How Intelligent Is AI, Really?

Key Takeaways

ARC-AGI redefines AI intelligence measurement beyond memorization.
It focuses on an AI's ability to learn new, unfamiliar tasks efficiently.
ARC benchmarks, unlike others, are designed for human solvability.
Major AI labs are now adopting ARC-AGI as a standard metric.
Future ARC-AGI versions will test learning efficiency in interactive environments.

The ArchPrize Foundation is a tech-forward nonprofit focused on advancing general intelligence in AI.
It defines intelligence as the ability to learn new things efficiently, a concept proposed by Francois Cholet in 2019.
This contrasts with traditional AI benchmarks that focus on task-specific performance or increasing problem difficulty.
The ARC AGI benchmark tests an AI's ability to learn new things, a capability measurable by both humans and machines.

Early Large Language Models (LLMs) scored approximately 4-5% on ARC benchmarks in 2019.
Performance dramatically increased to 21% after new models introduced a reasoning paradigm.
Major AI labs, including OpenAI and XAI, are now using ARC-AGI in their model releases.
The foundation aims to inspire broader research, remaining mindful of potential vanity metrics.
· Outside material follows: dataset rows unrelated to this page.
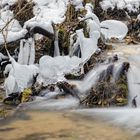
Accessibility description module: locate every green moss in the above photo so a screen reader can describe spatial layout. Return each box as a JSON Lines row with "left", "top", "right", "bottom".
{"left": 58, "top": 25, "right": 70, "bottom": 55}
{"left": 116, "top": 98, "right": 128, "bottom": 106}
{"left": 118, "top": 83, "right": 128, "bottom": 92}
{"left": 116, "top": 75, "right": 128, "bottom": 96}
{"left": 78, "top": 22, "right": 89, "bottom": 38}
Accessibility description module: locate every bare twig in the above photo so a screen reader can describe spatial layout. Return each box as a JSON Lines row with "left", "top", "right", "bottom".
{"left": 0, "top": 0, "right": 33, "bottom": 32}
{"left": 2, "top": 30, "right": 9, "bottom": 56}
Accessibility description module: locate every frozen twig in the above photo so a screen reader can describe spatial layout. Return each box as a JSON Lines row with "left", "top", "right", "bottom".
{"left": 0, "top": 0, "right": 33, "bottom": 32}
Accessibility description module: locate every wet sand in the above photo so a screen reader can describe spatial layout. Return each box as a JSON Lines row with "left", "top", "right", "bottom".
{"left": 0, "top": 110, "right": 139, "bottom": 140}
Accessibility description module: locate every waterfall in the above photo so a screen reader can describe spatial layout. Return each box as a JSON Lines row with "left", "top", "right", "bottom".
{"left": 79, "top": 65, "right": 107, "bottom": 93}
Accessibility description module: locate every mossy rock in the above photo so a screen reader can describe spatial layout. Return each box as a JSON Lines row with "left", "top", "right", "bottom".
{"left": 117, "top": 83, "right": 128, "bottom": 94}
{"left": 81, "top": 62, "right": 129, "bottom": 108}
{"left": 116, "top": 98, "right": 128, "bottom": 106}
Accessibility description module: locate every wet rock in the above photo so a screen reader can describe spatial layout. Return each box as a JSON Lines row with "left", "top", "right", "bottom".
{"left": 3, "top": 92, "right": 21, "bottom": 105}
{"left": 99, "top": 64, "right": 114, "bottom": 82}
{"left": 132, "top": 95, "right": 138, "bottom": 108}
{"left": 118, "top": 62, "right": 130, "bottom": 79}
{"left": 57, "top": 82, "right": 80, "bottom": 100}
{"left": 112, "top": 54, "right": 118, "bottom": 62}
{"left": 32, "top": 82, "right": 44, "bottom": 96}
{"left": 65, "top": 73, "right": 84, "bottom": 80}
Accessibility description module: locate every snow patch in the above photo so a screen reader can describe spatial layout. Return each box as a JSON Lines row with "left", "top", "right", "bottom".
{"left": 101, "top": 0, "right": 140, "bottom": 12}
{"left": 100, "top": 20, "right": 128, "bottom": 40}
{"left": 4, "top": 57, "right": 39, "bottom": 95}
{"left": 37, "top": 55, "right": 82, "bottom": 85}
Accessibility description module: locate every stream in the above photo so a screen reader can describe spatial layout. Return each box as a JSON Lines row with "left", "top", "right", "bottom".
{"left": 1, "top": 43, "right": 140, "bottom": 139}
{"left": 0, "top": 110, "right": 139, "bottom": 140}
{"left": 0, "top": 0, "right": 140, "bottom": 139}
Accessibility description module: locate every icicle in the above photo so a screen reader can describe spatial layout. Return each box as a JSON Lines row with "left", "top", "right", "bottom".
{"left": 54, "top": 30, "right": 60, "bottom": 57}
{"left": 18, "top": 39, "right": 24, "bottom": 64}
{"left": 28, "top": 38, "right": 35, "bottom": 65}
{"left": 18, "top": 38, "right": 35, "bottom": 65}
{"left": 23, "top": 40, "right": 30, "bottom": 65}
{"left": 69, "top": 33, "right": 81, "bottom": 57}
{"left": 69, "top": 33, "right": 75, "bottom": 56}
{"left": 70, "top": 38, "right": 80, "bottom": 57}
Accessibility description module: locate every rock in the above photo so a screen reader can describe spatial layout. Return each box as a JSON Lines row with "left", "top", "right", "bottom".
{"left": 3, "top": 92, "right": 21, "bottom": 105}
{"left": 64, "top": 73, "right": 84, "bottom": 80}
{"left": 57, "top": 82, "right": 80, "bottom": 100}
{"left": 132, "top": 95, "right": 138, "bottom": 108}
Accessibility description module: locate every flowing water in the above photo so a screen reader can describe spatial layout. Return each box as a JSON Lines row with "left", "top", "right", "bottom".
{"left": 73, "top": 43, "right": 140, "bottom": 135}
{"left": 0, "top": 110, "right": 139, "bottom": 140}
{"left": 1, "top": 43, "right": 140, "bottom": 139}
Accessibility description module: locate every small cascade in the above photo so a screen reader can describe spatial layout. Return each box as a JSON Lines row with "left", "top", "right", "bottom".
{"left": 79, "top": 65, "right": 107, "bottom": 93}
{"left": 73, "top": 44, "right": 140, "bottom": 133}
{"left": 81, "top": 62, "right": 129, "bottom": 107}
{"left": 128, "top": 65, "right": 140, "bottom": 107}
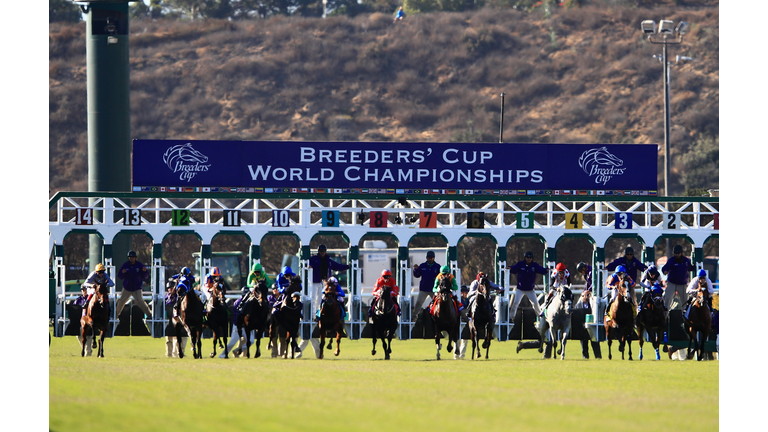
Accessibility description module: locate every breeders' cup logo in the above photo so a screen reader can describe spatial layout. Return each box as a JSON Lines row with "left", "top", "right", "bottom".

ARC-AGI 1 (2019) and ARC-AGI 2 (March 2025) are static benchmarks.
ARC-AGI 3, planned for release next year, will introduce approximately 150 interactive, game-like environments.
These environments will lack explicit instructions, requiring test-takers to deduce goals through action and feedback.
ARC-AGI 3 will only include games that the general public can solve, contrasting with benchmarks that increase difficulty to identify AI limitations in generalization.

True intelligence evaluation should consider metrics beyond just accuracy, such as the time and data needed to acquire skills.
Kamradt posits that factors like the amount of training data and energy consumption should also be included in evaluating intelligence.
ARC-AGI 3 will measure efficiency by comparing the number of actions AI takes in turn-based video game environments against average human performance.
Achieving 100% on ARC-AGI benchmarks would be strong evidence of generalization but would not be sufficient proof of AGI, emphasizing the need for continued research.